L'hôpital
d'Ourossogui, situé dans la région de Matam dépiste chaque semaine
4 nouvelles personnes infectées par le VIH. Ceci montre l’acuité
de l’épidémie dans cette zone. Depuis quelques années, l'infection
à VIH/Sida constitue un véritable problème de santé publique. Selon
les chiffres recueillis au niveau des structures sanitaires, la
situation est alarmante dans la nouvelle région de Matam, une zone
qui ne semble pas jusqu’à aujourd’hui touchée par les multiples
campagnes de sensibilisation. En effet, dans la ville de Ourossogui,
la plus commerciale de la région, aucune action concrète dans le
domaine de la prévention n'a été menée depuis trois longues années.
Dans une zone peuplée d'une population très ancrée dans ces traditions,
la maladie du SIDA est toujours concédée au destin et est réservée
à certains hommes “libertins”.
Mieux
encore, le SIDA y est perçu comme une maladie du “diable” impossible
à guérir, n'ayant aucun rapport avec le sang et encore moins avec
le rapport sexuel, comme le confirment les techniciens de la santé
publique. Une décennie après l’enregistrement de certains cas dans
la zone nord du pays, la situation est aujourd'hui plus qu'inquiétante.
A l'hôpital régional de Ourossogui, trois à quatre malades du SIDA
sont reçus chaque semaine. Et mieux encore, selon une étude réalisée
sur place, la prévalence de l’infection à VIH représenterait 5 %
de la population de la région de Matam.
Malgré
l’ampleur de cette épidémie et le nombre de plus en plus élevé de
malade avérés, cette structure sanitaire est de moins en moins lotie
en moyens médicaux pour prendre en charge des malades qui, après
quelques jours d’observation dans les services de l'hôpital, sont
envoyés par la suite vers Dakar, où ils suivront un traitement.

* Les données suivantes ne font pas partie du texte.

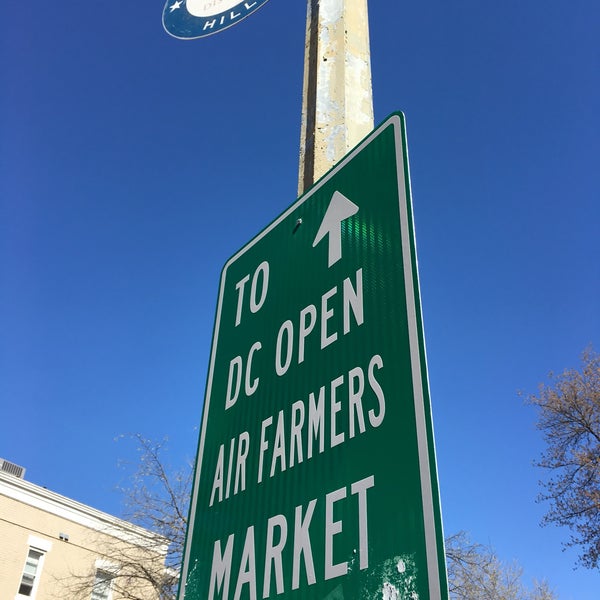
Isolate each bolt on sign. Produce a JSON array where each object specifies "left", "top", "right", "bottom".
[
  {"left": 163, "top": 0, "right": 267, "bottom": 40},
  {"left": 179, "top": 114, "right": 448, "bottom": 600}
]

Jusque-là, l'hôpital de Ourossogui ne dispose d'aucun médicament
ARV et n’a que peu de produits pour les infections opportunistes,
alors que le sida y fait de nombreuses victimes.
INQUIETUDE
DES AUTORITÉS SANITAIRES
La forte propagation de l’infection à VIH a fini de susciter une
grande inquiétude chez les autorités sanitaires de la région. Le
directeur de l'hôpital, M. Seck, ne cache pas son amertume : “Ce
qui se passe dans le Fouta est extraordinaire. Je n'ai jamais connu
une zone avec autant de malades du SIDA. Ce qui est plus étonnant,
c'est qu'il n'y a jamais eu de soutien de la part de ceux qui ont
en charge les différents programmes de lutte contre le SIDA. Depuis
que je suis à la tête de cet hôpital, je ne peux pas vous dire le
nombre de cas détectés chaque jour dans nos services. On dirait
que la population ignore encore qu’on peut éviter de contracter
le virus ”.
Certaines
ASC ont bénéficié de financements pour mener des activités dans
le domaine de la prévention. L’impact de leurs interventions ne
semble pas très important si l’on considère la réaction des responsables
du laboratoire de l'hôpital. Selon l'un d'eux, M. Sagat Wadji ,
“depuis qu'on a commencé à parler du sida, le nombre de donneurs
de sang a baissé. Pour beaucoup de personnes, on risque de se faire
contaminer en donnant son sang. Cela donne une idée du déficit d’information
sur le SIDA dans la région. Devant les cas urgents, nous sommes
obligés de faire appel aux services du camp militaire pour sauver
des patients. A cela s'ajoute l’importance du rôle joué par ces
croyances traditionnelles.
Beaucoup
d’habitants de Fouta estiment que le sang de “nobles” ( ”Torodo”)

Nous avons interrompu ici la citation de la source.